El vicegobernador Pedro Pesatti presentó dos iniciativas: una reforma al reglamento de la Legislatura y un anteproyecto de ley que prevé sanciones que van desde el apercibimiento hasta el juicio político.
El debate sobre los discursos de odio llegó a la agenda política rionegrina. El vicegobernador Pedro Pesatti impulsó dos propuestas que buscan establecer límites claros a las expresiones discriminatorias o que inciten a la violencia, tanto dentro de la Legislatura como en el ámbito más amplio de la administración pública.
Por un lado, promovió un proyecto de resolución para reformar el reglamento interno del Parlamento, incorporando sanciones para los legisladores que incurran en manifestaciones de odio durante sus intervenciones. Las penalidades irían desde un llamado de atención hasta la expulsión definitiva del cuerpo.
En paralelo, presentó un anteproyecto de ley que extiende la iniciativa a todos los funcionarios públicos. Allí se establece que los discursos de odio constituirán faltas graves, con sanciones que podrán ser desde la suspensión y la exoneración hasta, en el caso de los cargos electivos, la posibilidad de un juicio político.

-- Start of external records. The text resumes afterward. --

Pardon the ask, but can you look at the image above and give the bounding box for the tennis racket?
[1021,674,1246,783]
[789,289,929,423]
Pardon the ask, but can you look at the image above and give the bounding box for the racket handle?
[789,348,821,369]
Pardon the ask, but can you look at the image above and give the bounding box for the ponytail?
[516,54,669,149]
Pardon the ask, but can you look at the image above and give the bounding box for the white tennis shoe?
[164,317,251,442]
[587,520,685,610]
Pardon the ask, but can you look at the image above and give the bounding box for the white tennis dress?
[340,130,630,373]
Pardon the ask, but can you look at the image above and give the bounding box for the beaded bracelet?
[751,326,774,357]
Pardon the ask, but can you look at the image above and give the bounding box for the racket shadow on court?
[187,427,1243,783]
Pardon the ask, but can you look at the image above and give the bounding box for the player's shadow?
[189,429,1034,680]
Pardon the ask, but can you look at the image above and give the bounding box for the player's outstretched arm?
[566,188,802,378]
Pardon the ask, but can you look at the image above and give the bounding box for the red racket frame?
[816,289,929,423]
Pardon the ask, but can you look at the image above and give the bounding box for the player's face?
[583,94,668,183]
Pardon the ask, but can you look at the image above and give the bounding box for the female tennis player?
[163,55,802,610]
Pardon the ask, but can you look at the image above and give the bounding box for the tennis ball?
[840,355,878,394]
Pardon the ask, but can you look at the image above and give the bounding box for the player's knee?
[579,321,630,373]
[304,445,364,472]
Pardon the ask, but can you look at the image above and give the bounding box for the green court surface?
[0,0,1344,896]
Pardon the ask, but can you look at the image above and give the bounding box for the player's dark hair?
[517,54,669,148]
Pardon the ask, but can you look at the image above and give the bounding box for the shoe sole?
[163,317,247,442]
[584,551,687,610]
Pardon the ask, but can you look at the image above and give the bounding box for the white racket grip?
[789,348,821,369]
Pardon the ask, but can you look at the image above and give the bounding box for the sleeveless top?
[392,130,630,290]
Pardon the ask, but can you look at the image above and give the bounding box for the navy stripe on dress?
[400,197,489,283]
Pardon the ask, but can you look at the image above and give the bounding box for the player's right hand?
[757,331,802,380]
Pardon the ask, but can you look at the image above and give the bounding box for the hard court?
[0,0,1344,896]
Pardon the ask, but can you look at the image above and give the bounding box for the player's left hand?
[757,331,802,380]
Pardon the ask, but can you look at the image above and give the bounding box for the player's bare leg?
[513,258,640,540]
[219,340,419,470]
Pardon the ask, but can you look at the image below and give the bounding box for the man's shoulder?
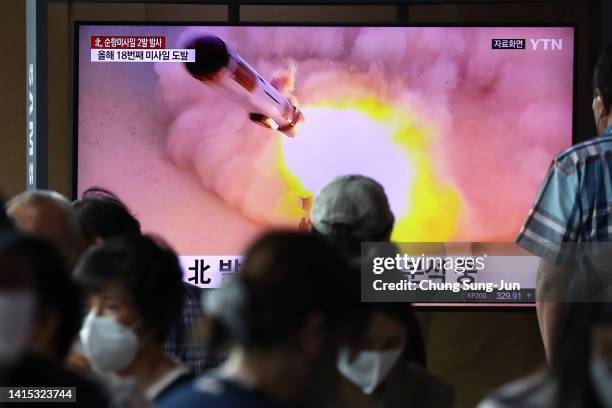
[553,134,612,171]
[477,372,557,408]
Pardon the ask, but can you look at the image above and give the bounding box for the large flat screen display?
[76,24,574,300]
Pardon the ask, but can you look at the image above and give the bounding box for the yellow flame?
[273,135,313,220]
[290,97,462,242]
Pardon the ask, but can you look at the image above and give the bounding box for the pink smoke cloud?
[156,27,573,240]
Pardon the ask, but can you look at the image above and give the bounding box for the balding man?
[7,190,80,266]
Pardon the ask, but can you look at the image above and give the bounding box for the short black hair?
[0,234,82,361]
[72,187,141,240]
[593,44,612,115]
[74,236,185,342]
[205,231,359,350]
[352,302,427,368]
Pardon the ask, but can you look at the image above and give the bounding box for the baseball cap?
[312,175,395,240]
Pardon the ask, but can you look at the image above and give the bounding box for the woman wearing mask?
[334,303,454,408]
[75,237,192,402]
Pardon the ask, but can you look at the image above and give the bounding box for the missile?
[185,35,304,137]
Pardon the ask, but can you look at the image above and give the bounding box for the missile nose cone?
[185,36,229,79]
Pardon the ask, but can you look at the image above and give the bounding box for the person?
[0,233,109,408]
[71,187,210,375]
[478,302,612,408]
[516,45,612,356]
[334,303,455,408]
[72,187,141,247]
[312,175,427,367]
[312,175,454,407]
[0,212,81,364]
[74,236,192,402]
[7,190,81,267]
[159,232,359,408]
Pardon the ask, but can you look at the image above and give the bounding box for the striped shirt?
[516,126,612,263]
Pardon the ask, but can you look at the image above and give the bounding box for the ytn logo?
[529,38,563,51]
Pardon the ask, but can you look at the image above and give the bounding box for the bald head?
[7,190,79,263]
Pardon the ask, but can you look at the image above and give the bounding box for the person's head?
[72,187,141,245]
[7,190,79,264]
[592,45,612,135]
[0,232,36,371]
[338,303,420,394]
[74,236,184,372]
[0,235,81,362]
[205,232,359,400]
[312,175,395,256]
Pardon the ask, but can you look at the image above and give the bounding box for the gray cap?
[312,175,395,240]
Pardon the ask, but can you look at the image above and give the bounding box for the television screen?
[76,24,574,300]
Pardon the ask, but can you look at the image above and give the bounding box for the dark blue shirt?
[156,375,287,408]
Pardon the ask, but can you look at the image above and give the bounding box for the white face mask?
[591,358,612,408]
[337,347,404,394]
[80,312,138,372]
[0,291,35,367]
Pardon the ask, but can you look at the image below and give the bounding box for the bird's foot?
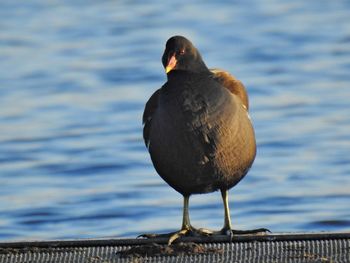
[138,226,212,245]
[197,228,271,238]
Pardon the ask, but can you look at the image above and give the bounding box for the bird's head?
[162,36,208,74]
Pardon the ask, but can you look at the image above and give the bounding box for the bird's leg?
[168,196,194,245]
[197,190,270,238]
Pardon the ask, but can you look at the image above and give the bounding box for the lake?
[0,0,350,240]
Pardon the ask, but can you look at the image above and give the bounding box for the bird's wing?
[210,69,249,111]
[142,89,160,148]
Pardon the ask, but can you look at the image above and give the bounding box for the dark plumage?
[143,36,268,243]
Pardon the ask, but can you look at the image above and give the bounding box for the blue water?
[0,0,350,240]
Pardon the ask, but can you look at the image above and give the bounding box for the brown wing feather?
[210,69,249,111]
[142,89,160,148]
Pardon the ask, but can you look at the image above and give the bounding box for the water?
[0,0,350,240]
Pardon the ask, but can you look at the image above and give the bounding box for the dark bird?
[143,36,268,244]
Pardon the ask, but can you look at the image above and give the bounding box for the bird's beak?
[165,53,177,74]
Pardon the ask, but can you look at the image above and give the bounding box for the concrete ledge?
[0,232,350,263]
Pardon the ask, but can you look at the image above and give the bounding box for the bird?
[141,35,269,245]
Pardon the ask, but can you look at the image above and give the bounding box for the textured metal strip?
[0,235,350,263]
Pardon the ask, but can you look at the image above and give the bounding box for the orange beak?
[165,53,177,74]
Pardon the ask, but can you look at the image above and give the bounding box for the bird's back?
[147,72,256,194]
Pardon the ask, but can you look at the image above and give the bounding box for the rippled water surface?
[0,0,350,240]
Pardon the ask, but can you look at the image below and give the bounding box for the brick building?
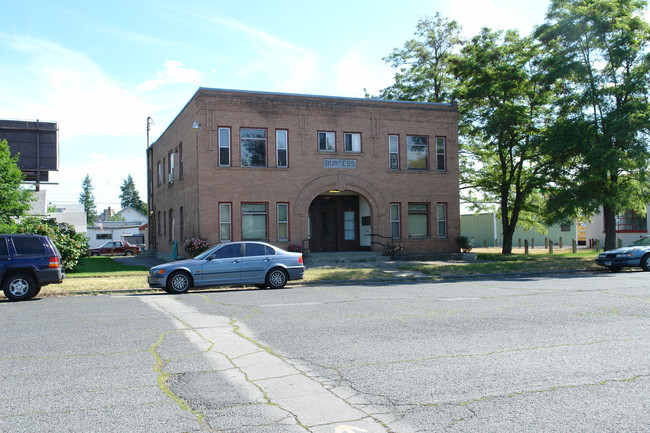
[147,88,460,256]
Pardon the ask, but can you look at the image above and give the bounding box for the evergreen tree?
[79,174,97,225]
[120,175,147,215]
[0,140,32,232]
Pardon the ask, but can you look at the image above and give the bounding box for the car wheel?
[2,274,36,301]
[641,254,650,271]
[166,271,192,294]
[266,268,289,289]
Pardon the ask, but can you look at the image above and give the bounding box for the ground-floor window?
[278,203,289,241]
[219,203,232,242]
[408,203,429,238]
[241,203,268,241]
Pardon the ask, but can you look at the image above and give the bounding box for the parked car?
[0,234,65,301]
[148,242,305,294]
[90,241,142,256]
[596,236,650,272]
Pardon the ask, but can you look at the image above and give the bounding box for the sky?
[0,0,549,212]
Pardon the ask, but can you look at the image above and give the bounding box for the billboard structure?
[0,120,59,187]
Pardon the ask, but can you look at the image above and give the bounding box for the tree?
[79,174,97,225]
[120,175,147,215]
[536,0,650,249]
[378,13,463,102]
[0,140,32,232]
[452,28,551,254]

Pesatti fundamentó su propuesta en los compromisos internacionales asumidos por la Argentina en materia de derechos humanos, como el Pacto Internacional de Derechos Civiles y Políticos y la Convención Americana. “La palabra de un funcionario no es la de un ciudadano común; está investida de la autoridad del Estado y cada expresión se convierte en un acto de gobierno”, remarcó.
La iniciativa incluye también instancias de capacitación obligatoria para legisladores y agentes estatales sobre estándares nacionales e internacionales en torno a libertad de expresión y prevención de discursos de odio.
De prosperar, Río Negro se convertiría en una de las primeras provincias del país en tipificar sanciones específicas para este tipo de conductas en el ejercicio de la función pública.